Paul Kevin Curtis, detido ontem por enviar cartas venenosas ao presidente dos Estados Unidos, Barack Obama, e a um senador, é um imitador de Elvis Presley que acreditava ter descoberto uma conspiração para vender partes do corpo humano em um mercado negro, informa nesta quinta-feira a imprensa americana.

Curtis, de 45 anos, foi detido pelo FBI e a polícia local em sua casa nos arredores de Tupelo (Mississipi), cidade na qual nasceu Elvis, e as cartas que enviou tinham selo de Memphis (Tennessee), cidade onde morreu o "rei do rock".

O suspeito de enviar as cartas que aparentemente continham ricina a Obama e a Roger Wicker, um senador republicano pelo Mississipi, era um funcionário de limpeza que costumava atuar disfarçado de Elvis ao longo da fronteira desse estado com o Tennessee, segundo o jornal "Northeast Mississipi Daily".

"Eu costumava dizer: 'quando crescer, serei como Elvis e comprarei uma mansão para minha mãe'. Este era meu objetivo desde os 6 anos", disse Curtis em entrevista em 1999 a esse jornal.

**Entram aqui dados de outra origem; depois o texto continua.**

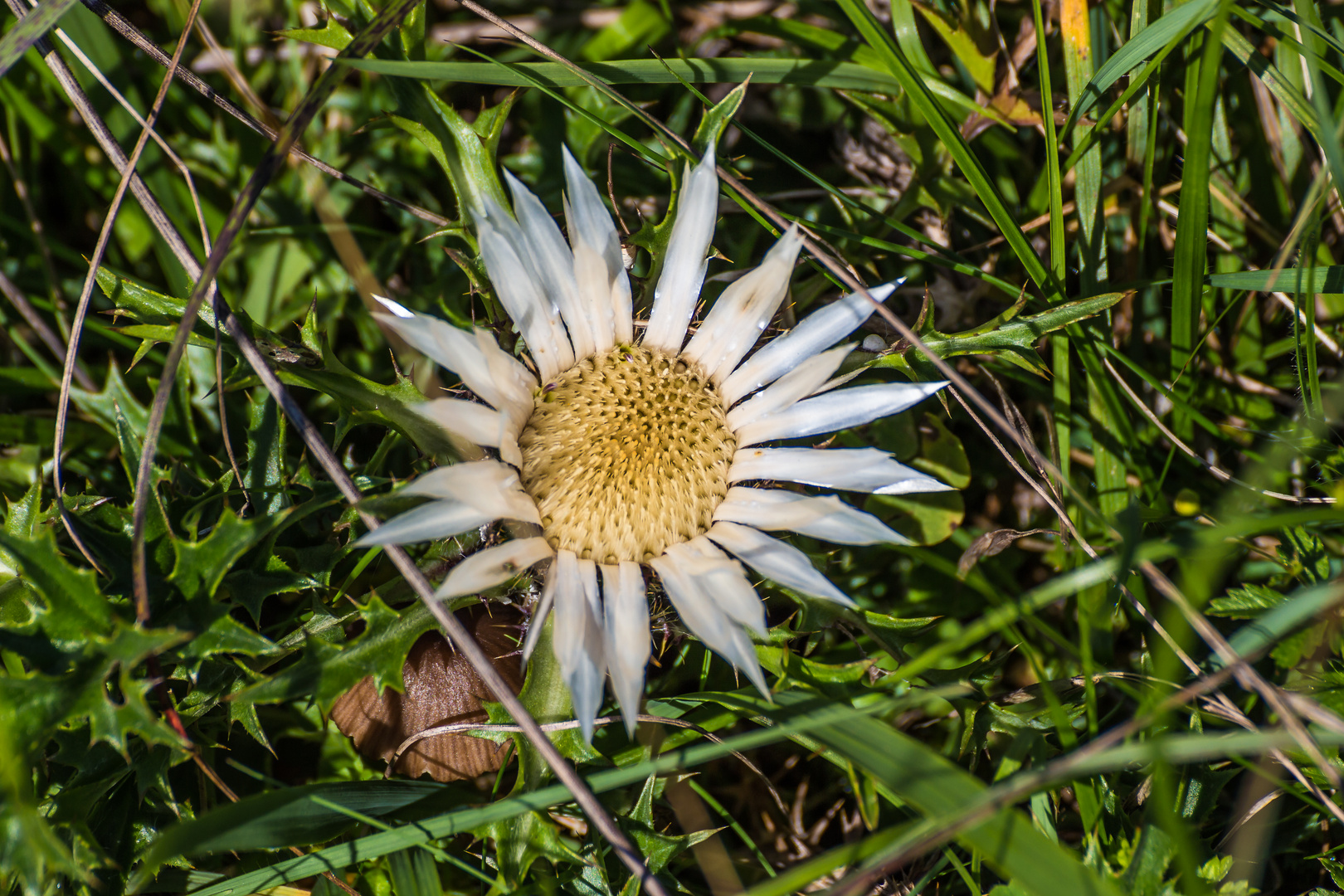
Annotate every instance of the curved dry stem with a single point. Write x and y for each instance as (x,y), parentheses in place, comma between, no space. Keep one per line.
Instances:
(127,30)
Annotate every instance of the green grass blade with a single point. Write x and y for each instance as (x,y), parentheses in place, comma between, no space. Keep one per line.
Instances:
(30,30)
(1191,227)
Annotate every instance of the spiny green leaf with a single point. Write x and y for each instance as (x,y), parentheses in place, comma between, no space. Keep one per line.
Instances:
(285,817)
(327,670)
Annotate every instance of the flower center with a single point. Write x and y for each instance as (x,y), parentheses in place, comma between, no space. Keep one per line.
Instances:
(626,453)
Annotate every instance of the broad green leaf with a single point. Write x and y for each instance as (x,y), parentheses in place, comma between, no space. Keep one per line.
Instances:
(1298,609)
(1316,280)
(1171,28)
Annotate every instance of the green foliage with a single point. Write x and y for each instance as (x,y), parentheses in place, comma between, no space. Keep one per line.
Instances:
(1168,227)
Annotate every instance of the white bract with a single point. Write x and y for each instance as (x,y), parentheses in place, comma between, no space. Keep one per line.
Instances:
(626,453)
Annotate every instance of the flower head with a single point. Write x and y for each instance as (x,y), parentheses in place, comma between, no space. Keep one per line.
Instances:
(628,451)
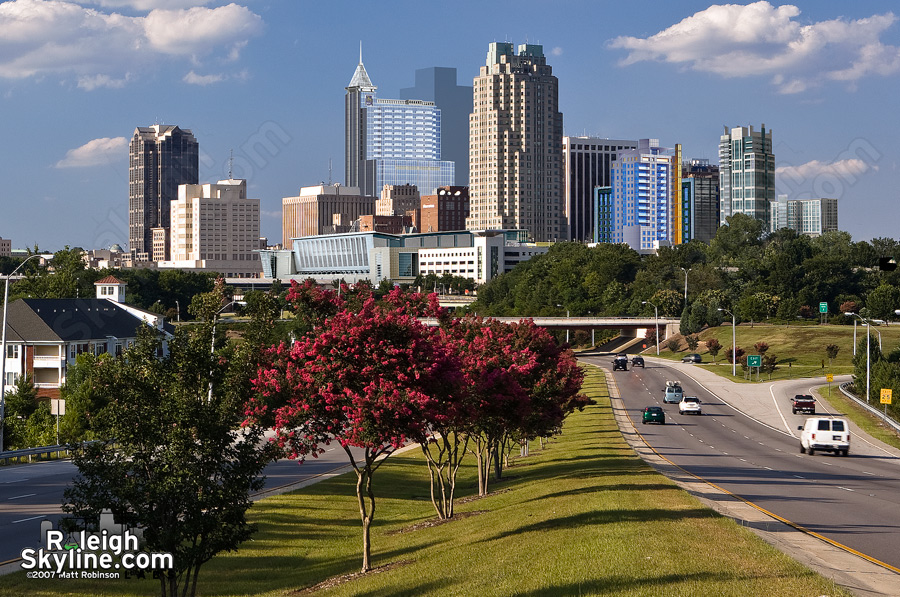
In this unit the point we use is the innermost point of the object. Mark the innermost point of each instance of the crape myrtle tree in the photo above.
(174, 461)
(363, 379)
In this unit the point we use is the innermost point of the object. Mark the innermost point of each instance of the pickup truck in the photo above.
(803, 403)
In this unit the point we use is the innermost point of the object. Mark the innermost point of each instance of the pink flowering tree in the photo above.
(364, 380)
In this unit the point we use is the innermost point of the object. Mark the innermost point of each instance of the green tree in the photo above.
(180, 466)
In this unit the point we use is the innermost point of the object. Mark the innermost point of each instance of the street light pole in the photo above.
(868, 352)
(3, 345)
(733, 343)
(656, 323)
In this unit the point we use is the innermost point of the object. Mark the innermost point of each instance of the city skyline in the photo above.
(252, 79)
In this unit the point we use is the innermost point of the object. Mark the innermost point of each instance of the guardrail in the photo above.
(843, 387)
(29, 453)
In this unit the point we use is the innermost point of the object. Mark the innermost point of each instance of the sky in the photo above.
(77, 77)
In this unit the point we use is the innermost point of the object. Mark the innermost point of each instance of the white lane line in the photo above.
(778, 410)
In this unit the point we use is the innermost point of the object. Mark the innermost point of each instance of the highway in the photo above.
(32, 493)
(853, 500)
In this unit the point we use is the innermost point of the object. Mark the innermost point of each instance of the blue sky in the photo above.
(76, 78)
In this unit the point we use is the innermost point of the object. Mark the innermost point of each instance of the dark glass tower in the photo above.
(161, 157)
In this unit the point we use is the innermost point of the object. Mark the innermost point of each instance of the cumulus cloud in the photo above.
(100, 49)
(95, 153)
(844, 169)
(761, 40)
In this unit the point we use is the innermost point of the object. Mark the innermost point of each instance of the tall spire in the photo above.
(361, 78)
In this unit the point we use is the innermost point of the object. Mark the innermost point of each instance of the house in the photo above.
(44, 336)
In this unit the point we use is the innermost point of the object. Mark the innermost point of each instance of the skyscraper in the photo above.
(391, 142)
(746, 173)
(587, 163)
(646, 190)
(161, 157)
(515, 145)
(438, 85)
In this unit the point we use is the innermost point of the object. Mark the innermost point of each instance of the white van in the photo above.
(821, 433)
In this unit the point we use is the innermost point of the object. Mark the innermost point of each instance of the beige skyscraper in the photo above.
(515, 145)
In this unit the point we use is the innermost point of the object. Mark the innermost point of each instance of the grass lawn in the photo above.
(582, 516)
(800, 348)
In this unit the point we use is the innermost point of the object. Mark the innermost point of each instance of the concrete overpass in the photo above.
(628, 326)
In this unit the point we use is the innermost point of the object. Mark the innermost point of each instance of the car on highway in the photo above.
(672, 392)
(653, 414)
(689, 405)
(830, 434)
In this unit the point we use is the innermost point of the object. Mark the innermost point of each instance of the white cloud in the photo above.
(759, 39)
(100, 49)
(844, 169)
(95, 153)
(195, 79)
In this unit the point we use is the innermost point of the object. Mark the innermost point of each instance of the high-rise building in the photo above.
(587, 163)
(447, 210)
(215, 227)
(646, 190)
(515, 145)
(746, 173)
(319, 209)
(702, 200)
(812, 217)
(438, 85)
(161, 157)
(391, 142)
(396, 200)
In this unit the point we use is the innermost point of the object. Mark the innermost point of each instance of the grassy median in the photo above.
(582, 516)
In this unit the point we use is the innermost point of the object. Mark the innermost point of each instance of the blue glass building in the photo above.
(391, 141)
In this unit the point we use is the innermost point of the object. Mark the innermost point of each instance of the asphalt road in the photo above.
(853, 500)
(32, 493)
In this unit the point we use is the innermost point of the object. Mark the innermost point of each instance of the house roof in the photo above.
(109, 280)
(68, 320)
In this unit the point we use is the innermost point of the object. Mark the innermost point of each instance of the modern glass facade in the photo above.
(643, 196)
(390, 141)
(746, 173)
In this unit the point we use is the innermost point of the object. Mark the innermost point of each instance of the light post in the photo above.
(212, 349)
(3, 345)
(655, 321)
(733, 343)
(868, 351)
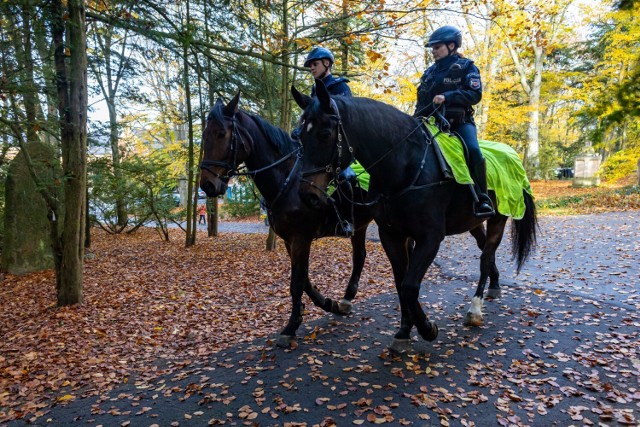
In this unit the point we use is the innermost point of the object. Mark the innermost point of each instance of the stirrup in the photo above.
(483, 208)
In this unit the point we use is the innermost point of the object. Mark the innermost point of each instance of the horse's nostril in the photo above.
(312, 200)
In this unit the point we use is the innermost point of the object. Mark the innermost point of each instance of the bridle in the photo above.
(336, 155)
(233, 169)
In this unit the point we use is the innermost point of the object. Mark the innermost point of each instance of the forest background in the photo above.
(120, 90)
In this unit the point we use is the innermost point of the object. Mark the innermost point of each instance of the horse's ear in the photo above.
(302, 100)
(232, 107)
(323, 96)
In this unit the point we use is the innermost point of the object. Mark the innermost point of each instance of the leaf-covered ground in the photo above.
(150, 306)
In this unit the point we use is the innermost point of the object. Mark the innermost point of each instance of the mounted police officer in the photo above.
(452, 86)
(319, 61)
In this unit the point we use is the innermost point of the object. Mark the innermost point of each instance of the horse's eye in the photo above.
(325, 133)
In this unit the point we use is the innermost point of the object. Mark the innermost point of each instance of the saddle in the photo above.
(505, 173)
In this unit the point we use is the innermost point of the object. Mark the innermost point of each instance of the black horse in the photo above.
(232, 137)
(414, 200)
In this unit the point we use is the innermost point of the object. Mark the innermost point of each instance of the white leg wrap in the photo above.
(476, 306)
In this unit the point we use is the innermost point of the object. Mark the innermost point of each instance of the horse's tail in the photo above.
(523, 232)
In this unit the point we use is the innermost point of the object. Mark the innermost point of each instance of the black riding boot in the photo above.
(482, 207)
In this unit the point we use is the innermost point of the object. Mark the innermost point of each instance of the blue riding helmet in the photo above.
(319, 53)
(446, 34)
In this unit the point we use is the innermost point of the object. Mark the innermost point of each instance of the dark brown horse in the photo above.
(232, 137)
(415, 202)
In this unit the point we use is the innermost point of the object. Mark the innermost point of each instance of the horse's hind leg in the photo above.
(358, 245)
(488, 269)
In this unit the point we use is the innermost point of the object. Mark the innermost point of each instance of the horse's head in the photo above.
(224, 149)
(326, 151)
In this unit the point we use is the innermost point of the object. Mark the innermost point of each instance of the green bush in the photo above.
(240, 209)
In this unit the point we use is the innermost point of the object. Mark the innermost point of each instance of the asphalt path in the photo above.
(561, 347)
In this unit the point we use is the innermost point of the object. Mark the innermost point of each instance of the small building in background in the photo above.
(585, 169)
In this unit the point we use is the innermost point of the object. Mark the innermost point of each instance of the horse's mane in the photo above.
(276, 136)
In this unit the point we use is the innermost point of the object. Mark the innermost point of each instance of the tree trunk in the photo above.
(191, 218)
(72, 106)
(533, 132)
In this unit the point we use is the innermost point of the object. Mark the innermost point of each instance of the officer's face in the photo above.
(318, 68)
(439, 51)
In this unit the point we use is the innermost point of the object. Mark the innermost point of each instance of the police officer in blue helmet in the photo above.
(450, 87)
(319, 61)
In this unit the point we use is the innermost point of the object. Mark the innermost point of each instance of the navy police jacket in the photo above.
(335, 86)
(458, 79)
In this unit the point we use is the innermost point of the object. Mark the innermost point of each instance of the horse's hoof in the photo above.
(429, 331)
(345, 306)
(473, 319)
(400, 346)
(285, 341)
(494, 293)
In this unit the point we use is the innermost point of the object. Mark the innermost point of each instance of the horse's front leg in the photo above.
(299, 250)
(397, 250)
(488, 269)
(359, 254)
(423, 254)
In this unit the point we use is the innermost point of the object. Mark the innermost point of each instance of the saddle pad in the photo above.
(505, 173)
(362, 175)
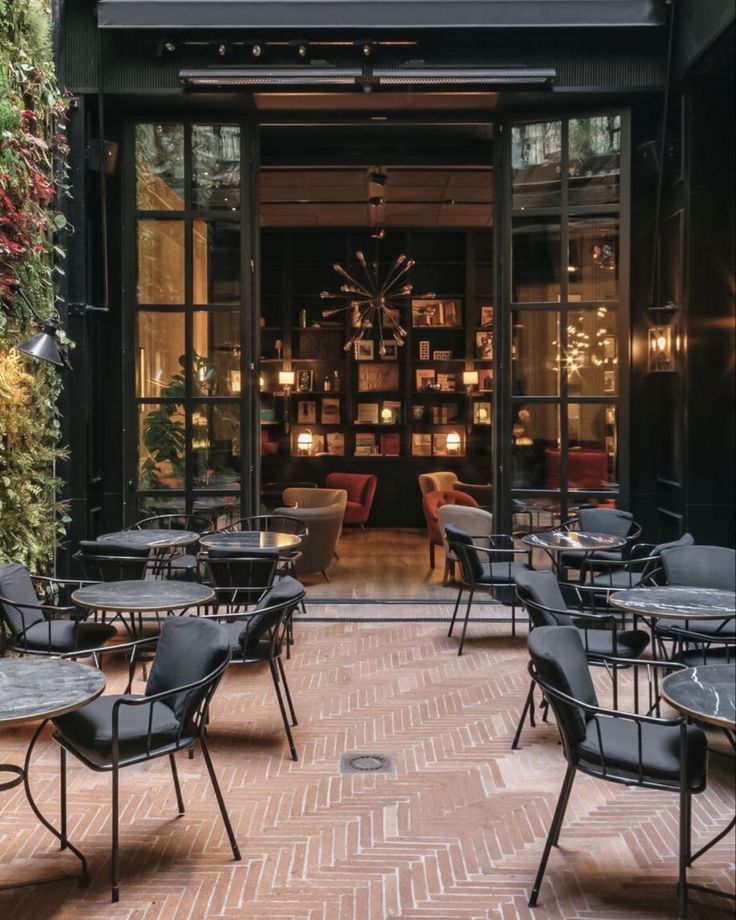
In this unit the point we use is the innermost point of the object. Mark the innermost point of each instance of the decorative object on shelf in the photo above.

Sua família guardava dúzias de vídeos de suas atuações em cerimônias de homenagem a Elvis, casamentos e outras festas.

Casado e com um filho, Curtis também é conhecido por seus comportamentos erráticos e seu gosto por teorias conspiratórias, que começou a divulgar após ter trabalhado no necrotério do hospital local em Tupelo.

"Estou na primeira linha oculta de uma guerra secreta", escreveu Curtis na madrugada de quarta-feira em seu perfil no Facebook, de acordo com o jornal.

"Uma guerra que está gerando bilhões de dólares para organizações e gente corrupta e relacionada com a máfia (o mercado negro que coleta ossos, tecidos, órgãos e partes do corpo humano)", acrescentou o suspeito, que segundo agentes locais enviou mais cartas suspeitas a autoridades nos últimos anos.

Em várias mensagens publicadas na internet, Curtis fecha suas cartas com uma frase similar à que aparece nas cartas enviadas a Obama e Wicker: "Sou KC e aprovo esta mensagem" ou "sou Kevin Curtis e aprovo este relato".

As cartas contêm, além disso, o texto: "Ver algo incorreto e não expô-lo é se transformar em um aliado silencioso de sua continuação".

As autoridades americanas continuam analisando as mensagens para confirmar que a substância granulada que continham se trata efetivamente de ricina, uma toxina cujo pó esbranquiçado é mortal se for inalado ou consumido e chegar à corrente sanguínea.